With Tim, I’ve never met him before… but as I said, we email constantly. He’ll send a page layout and we’ll discuss angle and panel size and specifics. For the most part, Tim just gets the tone of the series and he’s in for the long haul as long as none of the big guns snatch him up (which I’m sure that’ll happen soon, because his work is awesome). He understands that there’s this theme of ying and yang in this series (hence the attention to lights and darks) and though it’s peppered throughout the script, he surprises us with little religious nods here and there involving panel layout and details in panel. It’s really amazing. Plus his werewolves are awesome. For someone to draw so many different werewolves and having them all distinct is a real talent. I always eagerly await what he’ll come up with when I send him a script page.”

KtMc: “One more thing I have to ask. I saw a fantastically “in-your-face” gore scene in this issue.
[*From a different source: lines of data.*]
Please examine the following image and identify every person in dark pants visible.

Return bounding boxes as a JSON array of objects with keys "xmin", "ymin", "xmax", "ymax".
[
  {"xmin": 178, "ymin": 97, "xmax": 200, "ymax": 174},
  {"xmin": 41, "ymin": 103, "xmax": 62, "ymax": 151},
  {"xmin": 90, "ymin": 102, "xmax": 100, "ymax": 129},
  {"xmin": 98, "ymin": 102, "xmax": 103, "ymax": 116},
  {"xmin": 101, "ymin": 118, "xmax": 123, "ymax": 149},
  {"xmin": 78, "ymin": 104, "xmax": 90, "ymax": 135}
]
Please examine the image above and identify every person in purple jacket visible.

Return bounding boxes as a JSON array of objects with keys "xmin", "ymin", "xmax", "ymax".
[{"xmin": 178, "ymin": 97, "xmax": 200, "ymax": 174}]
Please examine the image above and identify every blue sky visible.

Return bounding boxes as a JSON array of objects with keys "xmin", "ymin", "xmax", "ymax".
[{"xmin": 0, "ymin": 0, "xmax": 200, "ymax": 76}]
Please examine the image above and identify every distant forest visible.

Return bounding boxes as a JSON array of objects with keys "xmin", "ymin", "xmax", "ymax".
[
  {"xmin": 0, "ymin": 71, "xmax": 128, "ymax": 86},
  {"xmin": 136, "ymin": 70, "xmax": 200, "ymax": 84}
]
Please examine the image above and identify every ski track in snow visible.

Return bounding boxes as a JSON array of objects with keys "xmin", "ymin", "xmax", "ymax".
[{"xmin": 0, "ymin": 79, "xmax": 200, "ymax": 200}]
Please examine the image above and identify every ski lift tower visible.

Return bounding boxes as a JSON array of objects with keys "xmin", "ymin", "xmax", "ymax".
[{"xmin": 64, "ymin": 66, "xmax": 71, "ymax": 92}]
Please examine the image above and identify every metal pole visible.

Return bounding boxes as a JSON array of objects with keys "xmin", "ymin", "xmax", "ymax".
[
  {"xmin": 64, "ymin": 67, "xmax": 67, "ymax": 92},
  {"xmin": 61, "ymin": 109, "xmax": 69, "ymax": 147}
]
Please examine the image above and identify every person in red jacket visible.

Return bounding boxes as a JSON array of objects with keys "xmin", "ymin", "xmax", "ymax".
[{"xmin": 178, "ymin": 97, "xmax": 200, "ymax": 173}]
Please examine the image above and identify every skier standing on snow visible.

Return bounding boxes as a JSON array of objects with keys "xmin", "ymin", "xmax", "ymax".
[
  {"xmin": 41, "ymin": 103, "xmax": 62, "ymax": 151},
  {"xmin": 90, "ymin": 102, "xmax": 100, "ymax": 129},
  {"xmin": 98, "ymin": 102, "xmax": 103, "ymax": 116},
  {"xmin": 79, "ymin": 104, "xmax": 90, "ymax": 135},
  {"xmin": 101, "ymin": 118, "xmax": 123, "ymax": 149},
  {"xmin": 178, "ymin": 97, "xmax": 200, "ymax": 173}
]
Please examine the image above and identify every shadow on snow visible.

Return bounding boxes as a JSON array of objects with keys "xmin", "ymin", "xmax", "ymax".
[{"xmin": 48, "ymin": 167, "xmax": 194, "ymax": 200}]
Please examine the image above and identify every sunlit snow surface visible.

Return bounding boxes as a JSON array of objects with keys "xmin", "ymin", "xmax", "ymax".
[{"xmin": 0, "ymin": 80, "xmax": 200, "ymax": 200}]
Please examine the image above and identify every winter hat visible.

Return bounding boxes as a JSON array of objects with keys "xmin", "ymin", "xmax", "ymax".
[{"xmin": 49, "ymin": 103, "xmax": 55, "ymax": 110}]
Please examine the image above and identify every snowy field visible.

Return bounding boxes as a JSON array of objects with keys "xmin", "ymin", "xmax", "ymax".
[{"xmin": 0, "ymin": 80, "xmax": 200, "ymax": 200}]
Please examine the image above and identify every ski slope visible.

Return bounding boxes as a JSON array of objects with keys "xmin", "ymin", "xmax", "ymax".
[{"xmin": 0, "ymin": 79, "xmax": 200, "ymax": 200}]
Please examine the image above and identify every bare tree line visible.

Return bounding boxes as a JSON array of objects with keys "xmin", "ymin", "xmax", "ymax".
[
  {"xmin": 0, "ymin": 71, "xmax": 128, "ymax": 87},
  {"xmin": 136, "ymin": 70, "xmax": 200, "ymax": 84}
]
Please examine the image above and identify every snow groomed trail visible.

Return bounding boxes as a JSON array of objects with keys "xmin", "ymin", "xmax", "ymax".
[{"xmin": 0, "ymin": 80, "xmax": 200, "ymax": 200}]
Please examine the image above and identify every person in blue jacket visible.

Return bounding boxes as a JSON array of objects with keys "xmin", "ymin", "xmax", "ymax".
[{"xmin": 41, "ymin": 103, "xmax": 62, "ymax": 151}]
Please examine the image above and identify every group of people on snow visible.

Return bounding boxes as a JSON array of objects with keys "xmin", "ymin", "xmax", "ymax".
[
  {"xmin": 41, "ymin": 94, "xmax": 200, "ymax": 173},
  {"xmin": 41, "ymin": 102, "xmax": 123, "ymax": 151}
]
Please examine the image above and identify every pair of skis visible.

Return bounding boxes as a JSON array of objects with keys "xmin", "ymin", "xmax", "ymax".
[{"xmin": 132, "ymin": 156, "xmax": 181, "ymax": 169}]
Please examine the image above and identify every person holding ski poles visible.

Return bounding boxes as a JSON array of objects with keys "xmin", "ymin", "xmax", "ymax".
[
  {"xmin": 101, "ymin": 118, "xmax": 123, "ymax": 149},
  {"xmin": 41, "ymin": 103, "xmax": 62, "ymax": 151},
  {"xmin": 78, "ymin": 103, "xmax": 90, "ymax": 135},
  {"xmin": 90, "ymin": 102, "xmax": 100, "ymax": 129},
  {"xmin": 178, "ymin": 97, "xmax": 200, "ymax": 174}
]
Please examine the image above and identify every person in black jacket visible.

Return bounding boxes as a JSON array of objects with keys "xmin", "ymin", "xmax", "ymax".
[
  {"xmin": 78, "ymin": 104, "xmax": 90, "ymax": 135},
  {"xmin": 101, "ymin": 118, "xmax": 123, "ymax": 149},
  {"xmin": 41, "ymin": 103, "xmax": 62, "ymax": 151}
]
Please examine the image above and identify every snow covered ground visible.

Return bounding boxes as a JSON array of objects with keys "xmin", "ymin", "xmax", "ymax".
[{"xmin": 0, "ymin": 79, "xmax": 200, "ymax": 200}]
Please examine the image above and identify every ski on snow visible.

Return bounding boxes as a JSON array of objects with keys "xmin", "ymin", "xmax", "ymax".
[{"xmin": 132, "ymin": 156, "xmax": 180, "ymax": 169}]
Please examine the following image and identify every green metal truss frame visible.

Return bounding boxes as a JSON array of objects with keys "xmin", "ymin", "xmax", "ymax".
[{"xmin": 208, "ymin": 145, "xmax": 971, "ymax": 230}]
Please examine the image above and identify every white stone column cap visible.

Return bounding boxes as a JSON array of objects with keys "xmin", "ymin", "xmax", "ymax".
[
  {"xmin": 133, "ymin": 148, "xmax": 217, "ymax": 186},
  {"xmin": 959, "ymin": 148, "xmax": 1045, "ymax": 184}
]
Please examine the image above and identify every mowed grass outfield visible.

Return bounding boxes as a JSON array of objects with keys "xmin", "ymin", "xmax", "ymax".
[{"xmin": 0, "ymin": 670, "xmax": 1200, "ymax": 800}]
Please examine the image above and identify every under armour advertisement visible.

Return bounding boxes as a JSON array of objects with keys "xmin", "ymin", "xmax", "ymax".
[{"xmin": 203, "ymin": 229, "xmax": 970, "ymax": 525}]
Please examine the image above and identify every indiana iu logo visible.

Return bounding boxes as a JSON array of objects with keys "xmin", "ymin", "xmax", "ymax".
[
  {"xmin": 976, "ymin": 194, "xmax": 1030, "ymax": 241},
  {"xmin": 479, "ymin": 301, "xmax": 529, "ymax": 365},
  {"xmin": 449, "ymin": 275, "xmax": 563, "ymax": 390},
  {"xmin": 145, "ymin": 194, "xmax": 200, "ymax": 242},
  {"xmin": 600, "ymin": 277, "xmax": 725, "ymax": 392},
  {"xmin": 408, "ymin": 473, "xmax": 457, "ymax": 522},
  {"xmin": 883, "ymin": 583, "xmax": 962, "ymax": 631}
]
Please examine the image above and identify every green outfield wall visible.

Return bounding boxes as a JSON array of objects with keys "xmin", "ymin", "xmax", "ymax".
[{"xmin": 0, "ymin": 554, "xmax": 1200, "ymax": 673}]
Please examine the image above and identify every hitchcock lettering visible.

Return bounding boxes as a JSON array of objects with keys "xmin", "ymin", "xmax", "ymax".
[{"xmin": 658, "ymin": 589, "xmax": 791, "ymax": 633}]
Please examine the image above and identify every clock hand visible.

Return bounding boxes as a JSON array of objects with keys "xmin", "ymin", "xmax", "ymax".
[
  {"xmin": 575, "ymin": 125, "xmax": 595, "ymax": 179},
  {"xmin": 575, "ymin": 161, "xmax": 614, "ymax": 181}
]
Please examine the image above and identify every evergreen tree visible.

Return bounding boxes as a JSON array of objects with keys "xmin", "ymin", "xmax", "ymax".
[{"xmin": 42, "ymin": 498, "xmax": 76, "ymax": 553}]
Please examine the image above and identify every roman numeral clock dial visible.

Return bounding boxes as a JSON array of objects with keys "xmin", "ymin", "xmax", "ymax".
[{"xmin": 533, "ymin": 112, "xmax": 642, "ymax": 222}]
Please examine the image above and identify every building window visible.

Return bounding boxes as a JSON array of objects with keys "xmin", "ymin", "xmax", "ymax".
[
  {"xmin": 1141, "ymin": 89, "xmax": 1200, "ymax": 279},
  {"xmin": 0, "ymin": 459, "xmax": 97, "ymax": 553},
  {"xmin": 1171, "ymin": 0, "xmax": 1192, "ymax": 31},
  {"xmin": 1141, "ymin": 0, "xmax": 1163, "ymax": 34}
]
Was this just giving us a taste of violence to come, and could there be different ways for these werewolves to kill?”

MARK L. MILLER: “I’m a huge fan of all kinds of horror, but given that this is a FAMOUS MONSTERS book, we definitely wanted to go the more classical horror route. So though there’s gore, it’s not over the top or gratuitous. There will be blood, but only when it serves a purpose. That’s not to say that it doesn’t get really gory as this conflict at the monastery gets going. I read FAMOUS MONSTERS as a kid and what fascinated me about the book were the monsters. It wasn’t until I was a teen that I developed a love for gore by reading GORE ZONE, FANGORIA, GORE SHRIEK, and magazines like that. I have a love for both, but LUNA is a more classical style horror story with a lot of focus on emotion and character and (of course) monsters.

And yes, there are plenty of ways for werewolves to kill and many ways to kill werewolves, too. Though they are tough to kill, it can be done. One of the biggest challenges we set up is that we didn’t want to have the easy out so there’s no silver on the mountain. Why would there be? The werewolves wouldn’t keep any in the monastery and the mountain climbers aren’t going to weigh themselves down with a bunch of precious metal while climbing. So with silver out, we had to get creative. So yes, there will be human and werewolf blood all over this series in ways you’re not used to seeing.”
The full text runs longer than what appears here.